Regime de treinamento em circuito para aumento da força das pernas
A força da parte inferior do corpo é crucial para um desempenho ideal no campo de futebol. É a força e a força nas pernas que podem impulsionar um jogador de futebol para frente com uma súbita explosão de velocidade. Combatendo, defender a bola e permanecer equilibrado enquanto estiver com a posse de bola, tudo isso exige força e trabalho de condicionamento, e este regime de treinamento em circuito deve fornecer os resultados desejados se for integrado à sua programação de condicionamento físico semanal.
Lunges com perna traseira levantada
Descanse o pé de apoio em uma plataforma elevada, e, em seguida, dirige para a frente em uma estocada profunda, até que sua coxa dianteira esteja paralela ao solo. Certifique-se de manter as costas retas ao avançar, e eles retornam lentamente à sua posição inicial. Repita 15 vezes, e, em seguida, troque as pernas por mais 15 repetições para uma série completa.
Saltos de esqui
Assuma uma posição agachada, como se você estivesse esquiando em alta velocidade em uma pista íngreme. Enquanto mantém a posição agachada, pule 90 graus para a esquerda, e, em seguida, de volta à sua posição inicial. Você deve então pular 90 graus para a sua direita, antes de voltar à posição inicial mais uma vez. Saltar em cada direção e retornar à posição original deve ser considerado como uma repetição. Complete 15 repetições para um conjunto completo.
Extensão de perna sentada
Este exercício requer uma máquina de extensão de perna sentada - encontrada na maioria das academias bem equipadas. Para obter os melhores resultados, tente evitar esticar completamente as pernas, e mantenha um movimento suave ao realizar cada levantamento. Mantenha as costas retas o tempo todo, e não levante mais do que você se sente confortável. Execute 15 elevações para um conjunto.
Agachamento em pé
Pegue um kettlebell ou haltere em cada mão e levante-os de modo que fiquem no nível de seus ombros. Gradualmente, dobre os joelhos e abaixe-se até uma posição agachada. Você deve ter o cuidado de manter as costas o mais retas possível em todos os momentos, e não dobre as pernas em um ângulo inferior a 90 graus. Conforme sua força aumenta, misture um pouco as coisas, variando a distância em que seus pés estão separados. Faça 15 repetições para completar o conjunto.
Agachamento levantado
Comece com uma plataforma que tenha a altura certa para você, e descanse um pé sobre ele, com o outro pé firmemente plantado no chão. Com uma perna levantada, abaixe-se lentamente até uma posição agachada, mantendo as costas retas e certificando-se de que os joelhos nunca ultrapassem os dedos dos pés.
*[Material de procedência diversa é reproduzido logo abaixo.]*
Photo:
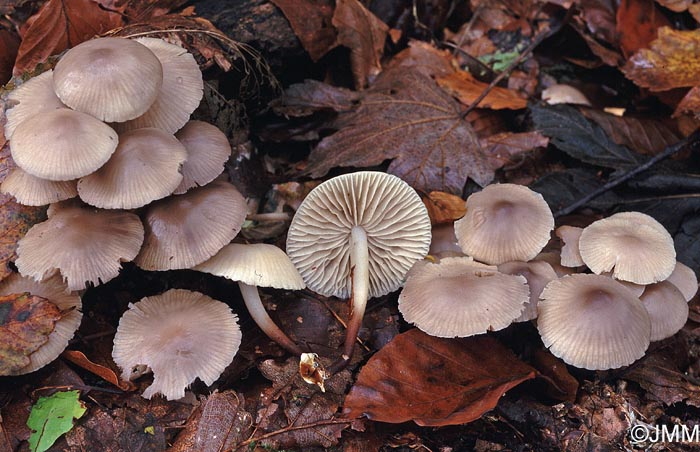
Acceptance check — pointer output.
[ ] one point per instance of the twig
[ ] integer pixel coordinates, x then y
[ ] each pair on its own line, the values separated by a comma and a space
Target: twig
290, 428
692, 140
544, 34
Execute este exercício 15 vezes, e então novamente com o outro pé levantado para completar a série.
Cachos isquiotibiais
Você precisará de uma máquina de flexão de isquiotibiais - que pode ser encontrada na maioria das boas academias e centros de lazer. Quando você começa este exercício em particular, certifique-se de errar por excesso de cautela quando se trata de selecionar o nível de resistência. A menos que você tenha trabalhado em seus isquiotibiais recentemente, eles serão relativamente apertados, e exercê-los demais pode resultar em um puxão ou rasgo desagradável. Complete 20 elevadores para um conjunto completo.
Exercícios de abdutor
Use uma máquina de abdução em sua academia ou centro de lazer para realizar esses exercícios. Você precisará puxar lentamente as pernas juntas, e mantenha-os assim por dois a três segundos. Certifique-se de sempre alongar e aquecer antes de tentar exercícios de abdução, e selecione um peso adequado às suas capacidades atuais. Faça 15 repetições para completar a primeira série.
Agachamento pulsante
Comece este exercício em uma posição agachada, com os pés na largura dos ombros. A chave para o sucesso com este exercício é manter seus movimentos curtos e rápidos. Empurre para cima cerca de dez centímetros, e então retorne imediatamente à sua posição inicial. Você pode aumentar a dificuldade deste exercício usando kettlebells cada vez mais pesados à medida que a força da parte inferior do corpo se desenvolve. Faça 30 agachamentos de pulso para uma série completa. Contudo, certifique-se de alongar completamente antes e depois para evitar cólicas.
Se você está apenas começando com seu programa de treinamento em circuito para a parte inferior do corpo, você pode diminuir o número de repetições para cada exercício em até 50 por cento. Conforme sua aptidão e força aumentam, Aumente gradualmente o número de repetições de acordo com o que for confortável para você. Tornar este programa de treinamento em circuito parte de seu regime de treinamento semanal deve dar-lhe a força e a parte inferior do corpo para melhorar seu jogo geral.